Homeowners Margo and Greg Plaunt originally had a 3,000-square-foot home in mind, but when their budget shifted, they pivoted to an 850-square-foot plan.
Welcome to From the Archive, a look back at stories from Dwell’s past. This story previously appeared in the July/August 2003 issue.
Five minutes after landing at the airport, I’m in a Seattle cliché: polar fleece, coffee, and a late-model Volkswagen. Chris Patano introduces me to the crowd in the car—his friend (and partner at the firm) Laura Hafermann, their friend Kevin Eckert, and Kevin’s friendly Labrador retriever, Daisy. We’re off to Whidbey Island, to tour the vacation house that Chris and Laura (as Patano Architects) designed, and Kevin (with partner Andrew van Leeuwen, as BuildLLC) built, for their mutual friends Greg and Margo Plaunt.
While Bainbridge Island is one of the most populous of Seattle’s commuter islands, Whidbey Island, about two hours by car and ferry northwest of the city, is the longest, with 148 miles of shoreline. From the interior, Whidbey feels like a Vermont lake town; a sparsely traveled highway wends through wooded marshlands dotted with farms and fraternal lodges. The Plaunts live near the middle of the island, not far from the eastern shore of south Whidbey, home to "artists, liberals, and wealthy retirees," according to Kevin.

We arrive at the 20-acre site after curving through a thicket of scraggly firs and crunching over scrub blown by last night’s windstorm. The Plaunt house was built with minimum insult to the landscape: Only four trees were removed for its dainty 425-square foot footprint and its 750-square-foot grass-crete patio. (Margo painstakingly planted moss in each of the pavers, which will eventually become an indestructible carpet of green.) Most of the land had once been inelegantly logged; Kevin hired local farmers (and half of the local high school) to clear man-high stands of thistle, which took a full four days to burn. He also hewed to a long list of local ecological ordinances (or, as Kevin deems it, "the outside-person tax"). A muddy, spring-fed puddle was declared a potential salmon habitat; on the day I visited, Daisy was bathing in it.
The Plaunt house is—at least to the architects—all about the view. "But it’s not about beating you over the head with it," says Chris, who left the iconic Seattle modernist firm Miller/Hull Partnership in 1999 to start his own firm (Laura left Miller/Hull soon after to join him). They explain the view as a series of layers: the swale leading away from the house, now planted with native grasses; Camano Island just across Puget Sound’s narrow Saratoga Passage; and the snowcapped Cascade Range in the distance.
From inside, the view is framed by a 20-foot-tall wall of windows edged in vertical-grain fir.
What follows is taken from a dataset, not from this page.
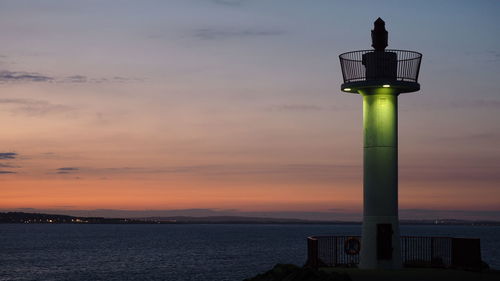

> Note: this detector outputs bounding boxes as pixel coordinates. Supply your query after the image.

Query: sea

Downstairs, a small stand of firs fits perfectly in the tall lower panes; upstairs, a door-sized unit, installed sideways, frames the misty peak of Mt. Baker. To understand why the Plaunts didn’t insist on an imposing, single sheet of floor-to-ceiling glass, you have to understand Seattle, where views are the coin of the real estate realm. You also have to understand the Plaunts.

Fourteen years ago, Greg was an art-school graduate from Detroit who found himself parking cars for a living. He wrote a rudimentary computer program for his bosses, and realized that it beat standing outside in the Seattle wet. His company now provides software to the insurance industry. "And this," Greg says, gesturing to his million-dollar view, "is one of the things I got in return."
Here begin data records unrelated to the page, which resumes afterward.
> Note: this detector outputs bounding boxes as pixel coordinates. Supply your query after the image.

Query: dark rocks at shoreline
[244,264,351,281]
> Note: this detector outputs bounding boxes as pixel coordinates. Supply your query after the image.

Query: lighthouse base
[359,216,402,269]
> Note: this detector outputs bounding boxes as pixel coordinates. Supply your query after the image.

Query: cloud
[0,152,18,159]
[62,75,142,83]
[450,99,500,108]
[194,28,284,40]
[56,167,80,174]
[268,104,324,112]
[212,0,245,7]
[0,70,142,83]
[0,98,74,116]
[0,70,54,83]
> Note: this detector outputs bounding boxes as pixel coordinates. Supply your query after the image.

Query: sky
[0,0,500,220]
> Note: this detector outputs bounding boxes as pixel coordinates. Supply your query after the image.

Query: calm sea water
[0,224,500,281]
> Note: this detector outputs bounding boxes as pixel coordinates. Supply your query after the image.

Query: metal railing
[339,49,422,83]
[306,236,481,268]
When discussing the Whidbey site, the Plaunts speak of "the house" as one would a dear, departed relative. They refer not to this house but to the 3,000-square-foot structure originally planned for the land, a vertically oriented showplace with an even more commanding easterly view. But when the dot-com economy foundered—leaving Seattle feeling like a playground after recess—the Plaunts were forced to scale back.
With their grand plans on hold, the Plaunts wanted to "get to know the land." Soon after, however, they just wanted to get the hell out of the 119-square-foot shed Greg had built that served as the property’s only shelter. "I was tired of having to go to the state park to use the bathroom," recalls Margo.
The Plaunts settled on a cabin in the woods. When it came time to design it, Margo had a country-chic vision that Laura describes as "fields of lavender." Greg’s taste tends toward the modern, or at least its popularized incarnation—clean lines, geometric forms, everything neat, gridded, and square. The resulting structure works because it is a series of harmonious compromises.